Michaelides, un flic attachant, complexe, fatigué aussi par tout ce qu'il a vu, flirte, peu de temps avant sa retraite, avec ses souvenirs de jeunesse qu'il lui faut fouiller pour comprendre les racines de l'énigme qui se présente à lui. La situation est un peu identique pour Eleni qui a connu la vie au nord, la culpabilité en plus puisqu'elle a hébergé Stavros à Londres, avant de lui demander se trouver un appartement ailleurs, d'où son départ pour Paris. Bien sûr que Stavros était un adulte, qu'elle n'avait plus, depuis longtemps, à prendre soin de lui ou se mêler de ses affaires. N'empêche, la grande sœur s'en veut un peu et aidera le flic autant que possible.

De Chypre à Paris, de Berlin à Londres, ce roman labyrinthique, rare intrigue se déroulant sur le thème de la scission chypriote, joue sur cette fameuse ligne de démarcation et les trafics qui s'y déroulent, puis sur les mémoires blessées des populations autochtones, tout autant qu'à propos des dogmes fondateurs des religions de la région.
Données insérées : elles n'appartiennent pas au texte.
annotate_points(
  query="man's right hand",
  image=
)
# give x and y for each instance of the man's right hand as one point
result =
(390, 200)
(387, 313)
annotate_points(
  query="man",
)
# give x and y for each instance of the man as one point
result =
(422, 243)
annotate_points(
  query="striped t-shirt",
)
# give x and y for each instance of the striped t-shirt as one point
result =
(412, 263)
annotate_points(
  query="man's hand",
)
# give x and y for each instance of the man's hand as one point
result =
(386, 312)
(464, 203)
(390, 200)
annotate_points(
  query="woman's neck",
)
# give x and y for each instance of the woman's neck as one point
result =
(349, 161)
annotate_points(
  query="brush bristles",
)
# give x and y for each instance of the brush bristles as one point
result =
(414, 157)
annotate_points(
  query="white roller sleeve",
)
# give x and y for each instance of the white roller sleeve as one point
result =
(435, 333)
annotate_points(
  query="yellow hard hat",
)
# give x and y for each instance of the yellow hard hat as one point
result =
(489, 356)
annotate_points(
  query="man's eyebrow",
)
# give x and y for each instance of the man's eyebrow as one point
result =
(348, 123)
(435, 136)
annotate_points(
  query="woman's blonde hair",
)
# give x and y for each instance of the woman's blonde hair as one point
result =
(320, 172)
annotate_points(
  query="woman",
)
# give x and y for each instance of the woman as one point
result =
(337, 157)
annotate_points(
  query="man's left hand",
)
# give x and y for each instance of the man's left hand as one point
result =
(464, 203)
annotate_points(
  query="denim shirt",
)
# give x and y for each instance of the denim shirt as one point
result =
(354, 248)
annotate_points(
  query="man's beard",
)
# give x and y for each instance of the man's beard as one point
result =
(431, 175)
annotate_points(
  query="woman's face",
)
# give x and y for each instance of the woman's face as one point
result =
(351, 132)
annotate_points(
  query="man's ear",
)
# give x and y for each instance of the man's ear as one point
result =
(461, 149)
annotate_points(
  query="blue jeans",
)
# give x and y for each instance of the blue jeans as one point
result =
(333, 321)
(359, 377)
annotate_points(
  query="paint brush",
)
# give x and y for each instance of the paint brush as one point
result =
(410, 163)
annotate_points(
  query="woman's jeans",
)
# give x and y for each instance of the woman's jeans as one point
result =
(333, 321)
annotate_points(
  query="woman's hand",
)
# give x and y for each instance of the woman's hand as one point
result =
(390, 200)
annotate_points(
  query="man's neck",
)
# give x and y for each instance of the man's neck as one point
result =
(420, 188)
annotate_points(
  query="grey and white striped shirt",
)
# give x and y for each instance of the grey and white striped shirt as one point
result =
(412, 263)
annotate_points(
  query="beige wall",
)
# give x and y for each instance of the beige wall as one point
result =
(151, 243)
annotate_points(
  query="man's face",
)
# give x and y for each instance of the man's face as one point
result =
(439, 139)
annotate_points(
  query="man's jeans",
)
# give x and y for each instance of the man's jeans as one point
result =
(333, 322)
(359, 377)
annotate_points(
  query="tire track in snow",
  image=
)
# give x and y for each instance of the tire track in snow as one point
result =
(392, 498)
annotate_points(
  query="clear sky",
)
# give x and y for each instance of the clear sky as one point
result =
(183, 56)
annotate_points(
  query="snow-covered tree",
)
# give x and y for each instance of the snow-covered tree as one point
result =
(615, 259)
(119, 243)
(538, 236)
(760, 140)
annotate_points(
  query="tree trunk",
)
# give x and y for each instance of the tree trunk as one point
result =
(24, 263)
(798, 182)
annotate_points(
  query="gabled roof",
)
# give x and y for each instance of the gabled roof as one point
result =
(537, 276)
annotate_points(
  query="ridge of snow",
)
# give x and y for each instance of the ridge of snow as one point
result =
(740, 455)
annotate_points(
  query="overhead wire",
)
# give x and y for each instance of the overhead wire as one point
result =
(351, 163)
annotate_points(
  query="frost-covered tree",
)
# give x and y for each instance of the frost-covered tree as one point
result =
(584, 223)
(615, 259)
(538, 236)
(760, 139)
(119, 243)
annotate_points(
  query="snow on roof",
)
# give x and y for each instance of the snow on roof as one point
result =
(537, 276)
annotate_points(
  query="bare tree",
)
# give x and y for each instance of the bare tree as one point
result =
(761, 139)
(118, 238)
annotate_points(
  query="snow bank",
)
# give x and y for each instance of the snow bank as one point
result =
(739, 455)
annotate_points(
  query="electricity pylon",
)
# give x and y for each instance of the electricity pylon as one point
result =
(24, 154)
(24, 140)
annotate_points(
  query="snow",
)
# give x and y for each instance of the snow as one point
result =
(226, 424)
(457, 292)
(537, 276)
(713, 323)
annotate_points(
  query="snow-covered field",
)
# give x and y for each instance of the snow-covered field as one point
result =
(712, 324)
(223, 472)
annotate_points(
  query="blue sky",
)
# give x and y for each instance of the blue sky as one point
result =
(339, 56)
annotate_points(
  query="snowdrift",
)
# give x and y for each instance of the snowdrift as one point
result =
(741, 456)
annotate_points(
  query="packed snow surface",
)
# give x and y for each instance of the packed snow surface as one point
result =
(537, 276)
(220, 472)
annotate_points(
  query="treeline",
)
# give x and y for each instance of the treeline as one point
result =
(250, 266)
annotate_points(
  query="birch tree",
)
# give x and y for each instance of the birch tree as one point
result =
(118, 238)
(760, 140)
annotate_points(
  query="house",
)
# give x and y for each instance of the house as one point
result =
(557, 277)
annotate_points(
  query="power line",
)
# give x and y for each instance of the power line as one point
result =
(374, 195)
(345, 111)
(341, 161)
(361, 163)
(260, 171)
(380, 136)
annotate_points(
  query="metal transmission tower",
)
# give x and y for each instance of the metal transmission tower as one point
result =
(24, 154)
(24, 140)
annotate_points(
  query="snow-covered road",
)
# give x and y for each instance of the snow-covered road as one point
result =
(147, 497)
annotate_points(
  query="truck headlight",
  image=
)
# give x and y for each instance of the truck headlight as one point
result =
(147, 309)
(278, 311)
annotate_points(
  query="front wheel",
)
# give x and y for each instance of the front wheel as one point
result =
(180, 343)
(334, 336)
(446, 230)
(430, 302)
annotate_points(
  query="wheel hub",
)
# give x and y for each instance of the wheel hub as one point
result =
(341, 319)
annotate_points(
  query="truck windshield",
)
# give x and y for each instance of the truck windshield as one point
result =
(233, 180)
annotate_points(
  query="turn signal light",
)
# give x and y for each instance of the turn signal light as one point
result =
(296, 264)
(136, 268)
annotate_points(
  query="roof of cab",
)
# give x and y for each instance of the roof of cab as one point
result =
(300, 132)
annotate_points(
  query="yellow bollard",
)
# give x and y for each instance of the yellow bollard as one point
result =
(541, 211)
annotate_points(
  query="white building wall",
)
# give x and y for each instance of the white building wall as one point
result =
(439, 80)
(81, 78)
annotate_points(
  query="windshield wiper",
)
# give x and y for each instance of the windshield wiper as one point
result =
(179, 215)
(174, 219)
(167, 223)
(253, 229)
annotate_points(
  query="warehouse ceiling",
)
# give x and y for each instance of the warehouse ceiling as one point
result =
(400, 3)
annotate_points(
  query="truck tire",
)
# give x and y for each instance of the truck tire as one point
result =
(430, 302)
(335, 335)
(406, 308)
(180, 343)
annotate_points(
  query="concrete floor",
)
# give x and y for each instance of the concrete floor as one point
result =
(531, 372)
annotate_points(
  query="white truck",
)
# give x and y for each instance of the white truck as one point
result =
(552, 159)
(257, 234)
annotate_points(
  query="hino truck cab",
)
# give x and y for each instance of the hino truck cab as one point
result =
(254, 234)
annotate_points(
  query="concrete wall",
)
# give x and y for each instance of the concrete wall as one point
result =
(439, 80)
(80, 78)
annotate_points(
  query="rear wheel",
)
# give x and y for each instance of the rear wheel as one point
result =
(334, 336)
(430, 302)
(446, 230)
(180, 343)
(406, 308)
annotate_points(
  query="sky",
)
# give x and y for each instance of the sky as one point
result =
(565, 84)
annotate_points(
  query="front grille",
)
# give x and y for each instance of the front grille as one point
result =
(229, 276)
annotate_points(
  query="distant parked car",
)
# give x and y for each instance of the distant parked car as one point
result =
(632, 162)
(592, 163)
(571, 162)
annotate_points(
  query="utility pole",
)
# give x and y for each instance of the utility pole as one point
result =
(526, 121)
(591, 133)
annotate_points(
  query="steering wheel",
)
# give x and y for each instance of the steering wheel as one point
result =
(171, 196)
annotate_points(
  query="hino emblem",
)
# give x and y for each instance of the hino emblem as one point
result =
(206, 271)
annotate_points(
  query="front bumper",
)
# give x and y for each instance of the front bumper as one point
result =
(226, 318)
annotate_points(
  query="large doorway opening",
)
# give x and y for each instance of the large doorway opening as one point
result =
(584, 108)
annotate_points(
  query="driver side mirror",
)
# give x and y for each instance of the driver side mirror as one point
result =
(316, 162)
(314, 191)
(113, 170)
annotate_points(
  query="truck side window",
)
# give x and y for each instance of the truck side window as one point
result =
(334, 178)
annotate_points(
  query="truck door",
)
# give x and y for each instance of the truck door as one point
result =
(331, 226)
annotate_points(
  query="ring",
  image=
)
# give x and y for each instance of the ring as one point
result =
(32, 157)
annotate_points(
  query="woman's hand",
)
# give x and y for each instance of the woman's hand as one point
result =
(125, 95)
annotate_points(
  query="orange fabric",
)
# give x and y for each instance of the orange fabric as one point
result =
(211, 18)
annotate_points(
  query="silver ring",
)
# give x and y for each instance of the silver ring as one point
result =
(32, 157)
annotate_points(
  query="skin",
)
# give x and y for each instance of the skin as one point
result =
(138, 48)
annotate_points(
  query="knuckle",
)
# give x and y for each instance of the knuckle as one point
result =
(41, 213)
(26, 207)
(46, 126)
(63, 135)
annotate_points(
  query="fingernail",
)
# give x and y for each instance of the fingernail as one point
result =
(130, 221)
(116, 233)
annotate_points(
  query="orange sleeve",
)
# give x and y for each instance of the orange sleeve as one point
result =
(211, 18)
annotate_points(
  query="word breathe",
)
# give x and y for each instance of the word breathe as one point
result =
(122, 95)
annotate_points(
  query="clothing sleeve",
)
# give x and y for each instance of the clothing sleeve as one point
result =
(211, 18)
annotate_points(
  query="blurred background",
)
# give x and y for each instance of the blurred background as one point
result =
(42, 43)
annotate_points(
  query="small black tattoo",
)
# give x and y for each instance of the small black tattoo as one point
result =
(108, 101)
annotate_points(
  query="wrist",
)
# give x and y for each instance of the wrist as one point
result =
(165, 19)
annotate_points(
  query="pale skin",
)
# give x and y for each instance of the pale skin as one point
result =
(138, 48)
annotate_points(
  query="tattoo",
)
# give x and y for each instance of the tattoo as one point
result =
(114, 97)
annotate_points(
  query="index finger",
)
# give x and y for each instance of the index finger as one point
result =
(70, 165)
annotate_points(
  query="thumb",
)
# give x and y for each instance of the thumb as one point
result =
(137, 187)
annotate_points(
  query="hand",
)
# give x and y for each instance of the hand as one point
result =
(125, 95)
Une belle énigme, maîtrisée, des personnages complexes, Chypre, multiple et déchirée, en arrière plan, un très bon polar !


Notice bio

Aude Lafait est une auteure française qui vit à Bruxelles. Elle parcourt le monde et anime des ateliers d'écriture ainsi que des résidences d'auteurs. Après Parfums d'enfances, L'île déchirée est son deuxième roman.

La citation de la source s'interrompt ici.